For therapists, this knowledge reframes the role of rehabilitation. Rather than simply “strengthening” the injured area, the goal is to create a loading environment that stimulates the right cellular responses.

  • Too little load can result in a weak, disorganized scar that never matures.
  • Too much load can disrupt early healing and cause further injury.
  • The right load at the right time can stimulate the molecular pathways that guide healthy tissue development and remodeling.

Different tendons and ligaments have different roles—some store and release energy (like the Achilles tendon), while others position joints for fine control (like the tibialis anterior tendon). This means the ideal rehabilitation loads and progressions may differ based on the tissue’s function and the forces it normally experiences.

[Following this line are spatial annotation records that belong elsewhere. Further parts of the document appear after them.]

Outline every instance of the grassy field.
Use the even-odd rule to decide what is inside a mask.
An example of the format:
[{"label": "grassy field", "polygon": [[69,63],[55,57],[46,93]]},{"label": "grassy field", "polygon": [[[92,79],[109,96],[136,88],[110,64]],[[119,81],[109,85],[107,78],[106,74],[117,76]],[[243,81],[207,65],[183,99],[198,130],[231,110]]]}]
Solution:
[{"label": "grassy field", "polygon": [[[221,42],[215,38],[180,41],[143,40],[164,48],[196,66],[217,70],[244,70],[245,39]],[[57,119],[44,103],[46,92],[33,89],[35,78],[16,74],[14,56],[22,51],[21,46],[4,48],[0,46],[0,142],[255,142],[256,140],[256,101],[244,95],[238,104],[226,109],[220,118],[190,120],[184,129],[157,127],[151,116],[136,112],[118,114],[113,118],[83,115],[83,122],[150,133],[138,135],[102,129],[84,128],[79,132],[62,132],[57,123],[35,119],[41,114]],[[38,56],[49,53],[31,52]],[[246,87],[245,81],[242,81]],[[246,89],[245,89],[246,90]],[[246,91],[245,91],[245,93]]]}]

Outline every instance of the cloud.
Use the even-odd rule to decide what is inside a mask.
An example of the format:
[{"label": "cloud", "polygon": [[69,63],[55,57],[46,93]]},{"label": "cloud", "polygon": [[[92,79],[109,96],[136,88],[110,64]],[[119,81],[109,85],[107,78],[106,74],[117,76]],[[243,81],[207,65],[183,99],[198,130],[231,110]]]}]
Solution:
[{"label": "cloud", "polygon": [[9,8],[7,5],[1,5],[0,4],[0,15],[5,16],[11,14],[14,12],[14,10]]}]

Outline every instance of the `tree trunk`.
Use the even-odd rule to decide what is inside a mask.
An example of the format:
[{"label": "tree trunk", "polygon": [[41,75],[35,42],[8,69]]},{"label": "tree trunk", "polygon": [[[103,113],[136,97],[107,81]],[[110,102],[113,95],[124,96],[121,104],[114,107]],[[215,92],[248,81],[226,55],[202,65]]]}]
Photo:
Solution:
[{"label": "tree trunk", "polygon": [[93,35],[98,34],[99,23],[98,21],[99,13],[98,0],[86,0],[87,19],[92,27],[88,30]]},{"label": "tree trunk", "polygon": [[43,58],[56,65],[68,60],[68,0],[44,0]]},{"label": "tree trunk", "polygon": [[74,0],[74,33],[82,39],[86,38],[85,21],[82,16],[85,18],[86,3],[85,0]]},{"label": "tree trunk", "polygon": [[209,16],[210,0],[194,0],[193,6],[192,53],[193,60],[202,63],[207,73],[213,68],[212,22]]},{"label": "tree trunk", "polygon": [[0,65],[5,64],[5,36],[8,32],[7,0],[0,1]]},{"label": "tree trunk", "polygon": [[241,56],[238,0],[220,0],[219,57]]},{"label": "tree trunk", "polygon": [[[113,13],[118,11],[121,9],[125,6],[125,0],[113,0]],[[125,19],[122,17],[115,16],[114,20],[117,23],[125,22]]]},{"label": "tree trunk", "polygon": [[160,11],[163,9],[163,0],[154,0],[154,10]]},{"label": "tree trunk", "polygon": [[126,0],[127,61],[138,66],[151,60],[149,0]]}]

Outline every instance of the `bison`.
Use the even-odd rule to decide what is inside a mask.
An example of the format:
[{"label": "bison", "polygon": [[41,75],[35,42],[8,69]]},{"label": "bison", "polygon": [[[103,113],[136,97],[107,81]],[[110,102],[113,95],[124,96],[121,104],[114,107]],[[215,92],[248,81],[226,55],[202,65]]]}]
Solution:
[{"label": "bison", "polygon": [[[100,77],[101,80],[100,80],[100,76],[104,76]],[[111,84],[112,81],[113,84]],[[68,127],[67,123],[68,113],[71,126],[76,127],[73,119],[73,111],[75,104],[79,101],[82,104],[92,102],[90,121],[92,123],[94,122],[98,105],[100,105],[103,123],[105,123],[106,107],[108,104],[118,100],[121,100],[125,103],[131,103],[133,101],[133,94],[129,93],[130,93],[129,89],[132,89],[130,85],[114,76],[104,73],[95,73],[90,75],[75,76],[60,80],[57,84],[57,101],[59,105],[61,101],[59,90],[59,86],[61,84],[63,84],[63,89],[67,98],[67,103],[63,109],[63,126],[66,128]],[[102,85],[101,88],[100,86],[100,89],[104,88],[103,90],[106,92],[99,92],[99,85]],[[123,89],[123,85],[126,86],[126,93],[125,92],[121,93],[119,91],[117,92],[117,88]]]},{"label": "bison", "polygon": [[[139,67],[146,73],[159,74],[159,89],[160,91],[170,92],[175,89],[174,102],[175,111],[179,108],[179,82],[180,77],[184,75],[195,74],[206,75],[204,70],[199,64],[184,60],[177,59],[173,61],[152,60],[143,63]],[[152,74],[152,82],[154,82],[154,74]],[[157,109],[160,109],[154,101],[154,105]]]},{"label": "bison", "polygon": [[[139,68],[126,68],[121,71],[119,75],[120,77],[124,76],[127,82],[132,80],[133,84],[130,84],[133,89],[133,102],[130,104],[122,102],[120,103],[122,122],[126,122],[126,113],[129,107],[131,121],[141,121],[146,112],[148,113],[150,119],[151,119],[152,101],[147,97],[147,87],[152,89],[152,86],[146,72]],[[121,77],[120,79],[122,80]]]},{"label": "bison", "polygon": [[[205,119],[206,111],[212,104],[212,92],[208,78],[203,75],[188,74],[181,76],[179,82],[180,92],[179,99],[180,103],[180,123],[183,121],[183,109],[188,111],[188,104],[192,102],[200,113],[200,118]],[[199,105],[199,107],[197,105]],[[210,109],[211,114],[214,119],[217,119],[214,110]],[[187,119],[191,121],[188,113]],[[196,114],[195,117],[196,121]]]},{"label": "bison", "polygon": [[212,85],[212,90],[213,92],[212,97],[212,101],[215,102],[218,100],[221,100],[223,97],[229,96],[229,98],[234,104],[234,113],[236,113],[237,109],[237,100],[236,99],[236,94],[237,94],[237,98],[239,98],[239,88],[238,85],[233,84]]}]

Key Takeaways for Clinical Practice

  1. Understand the injury beyond the pain – Imaging and structural assessment can help identify whether you’re dealing with an acute injury, chronic degeneration, or a mix.
  2. Respect the biology of healing – Early stages may require protection, but prolonged immobilization risks producing inferior scar tissue.
  3. Use load as medicine – Apply progressive, controlled mechanical loading tailored to the tissue type and stage of healing.
  4. Look to development for guidance – Regeneration research shows that tissues respond differently at different stages; therapy should reflect that timing.
  5. Think about long-term tissue quality – The aim is not just symptom resolution but restoration of strength, structure, and resilience.

In summary:
Tendon and ligament injuries are not just mechanical problems—they are biological challenges that require a deep understanding of how these tissues develop, adapt, and repair. As therapists, we have the opportunity to bridge the gap between basic science and patient outcomes, using our interventions to guide healing toward regeneration and away from scarring. By combining careful load management with insights from developmental biology, we can improve both recovery times and long-term function for our patients.